Neighborhood stabilization projects built on the work already underway around demolition and blight removal. The team helped Detroit access more TARP funds, bringing the total to $125 million. This effort has helped the city staunch the spread of vacant and abandoned homes, while contributing to increases in property values. More recently, the team worked with banks, foundations and counseling agencies to launch a mortgage program that enables homeowners to buy and fix-up a home. To address workforce development priorities, the DFWG added a deputy from DOL who has helped coordinate federal resources while working collaboratively with the local workforce system. Detroit received a demonstration grant from DOL that focuses on employing youth and recently incarcerated individuals.

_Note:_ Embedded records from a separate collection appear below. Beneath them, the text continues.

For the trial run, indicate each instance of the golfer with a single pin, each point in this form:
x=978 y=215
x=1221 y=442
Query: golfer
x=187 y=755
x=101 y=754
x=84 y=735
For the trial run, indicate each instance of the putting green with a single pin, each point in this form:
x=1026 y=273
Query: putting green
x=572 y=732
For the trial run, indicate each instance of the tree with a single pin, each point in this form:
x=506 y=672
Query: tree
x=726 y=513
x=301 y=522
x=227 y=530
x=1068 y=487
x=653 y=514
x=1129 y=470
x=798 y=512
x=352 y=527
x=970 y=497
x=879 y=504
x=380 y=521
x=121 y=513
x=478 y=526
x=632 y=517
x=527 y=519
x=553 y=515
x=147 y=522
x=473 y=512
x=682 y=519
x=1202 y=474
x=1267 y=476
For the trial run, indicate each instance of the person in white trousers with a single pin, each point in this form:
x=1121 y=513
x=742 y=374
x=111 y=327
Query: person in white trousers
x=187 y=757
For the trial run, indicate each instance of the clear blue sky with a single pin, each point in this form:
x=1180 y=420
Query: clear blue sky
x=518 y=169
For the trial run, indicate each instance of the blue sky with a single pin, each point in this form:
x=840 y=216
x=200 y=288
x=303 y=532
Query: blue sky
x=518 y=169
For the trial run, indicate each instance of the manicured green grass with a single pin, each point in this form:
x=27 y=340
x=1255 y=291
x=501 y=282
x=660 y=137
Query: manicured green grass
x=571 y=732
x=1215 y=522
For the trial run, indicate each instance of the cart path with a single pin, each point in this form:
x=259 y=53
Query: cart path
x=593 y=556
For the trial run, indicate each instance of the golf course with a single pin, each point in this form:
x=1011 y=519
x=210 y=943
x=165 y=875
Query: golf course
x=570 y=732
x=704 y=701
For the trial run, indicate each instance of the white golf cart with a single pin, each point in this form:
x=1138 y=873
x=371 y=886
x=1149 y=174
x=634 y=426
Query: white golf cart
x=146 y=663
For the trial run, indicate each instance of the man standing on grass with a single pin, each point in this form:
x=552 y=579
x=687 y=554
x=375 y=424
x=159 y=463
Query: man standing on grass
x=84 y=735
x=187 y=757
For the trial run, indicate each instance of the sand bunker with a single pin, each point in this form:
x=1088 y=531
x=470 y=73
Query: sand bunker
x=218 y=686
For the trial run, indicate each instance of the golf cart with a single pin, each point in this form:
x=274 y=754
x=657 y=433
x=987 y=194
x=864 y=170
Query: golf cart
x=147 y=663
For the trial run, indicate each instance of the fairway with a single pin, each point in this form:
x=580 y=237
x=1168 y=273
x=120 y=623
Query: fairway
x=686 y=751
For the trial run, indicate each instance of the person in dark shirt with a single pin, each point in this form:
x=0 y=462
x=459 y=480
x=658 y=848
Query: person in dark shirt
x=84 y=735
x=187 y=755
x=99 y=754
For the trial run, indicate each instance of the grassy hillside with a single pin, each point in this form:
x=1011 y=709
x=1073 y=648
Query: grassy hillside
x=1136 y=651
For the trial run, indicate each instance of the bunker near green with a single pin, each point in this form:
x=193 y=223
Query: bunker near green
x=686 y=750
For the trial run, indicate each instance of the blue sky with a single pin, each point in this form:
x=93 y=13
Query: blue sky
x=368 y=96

One of the most impactful accomplishments of the work in Detroit was technical assistance from the DOE on the use of LED lights to replace old sodium lights. Of the city’s 88,000 street lights, only about half were operational. The LED street light project, which included the establishment of a Public Lighting Authority to leverage public and private resources, has allowed the city to install 65,000 LEDs and restore light to the city.
Because Detroit is a border city connected by a bridge to Windsor, Canada, the DFWG approached Mayor Duggan with the offer of assistance in the area of international affairs. The State Department assigned a staff person to the DFWG to structure a strategy for a Mayor’s Office of International Affairs. The strategy includes business attraction, export promotion, global partnerships, and immigration to create economic opportunity for Detroiters.
Phase III: Sustaining the Work Entering the fall of 2016, the DFWG is working on its transition to the next phase of sustaining the work. The team has completed or is nearly complete with its annual work plan. The team is closing out certain projects and transitioning others to the city and local partners with ongoing technical assistance from federal team members based in their agencies’ local or regional offices.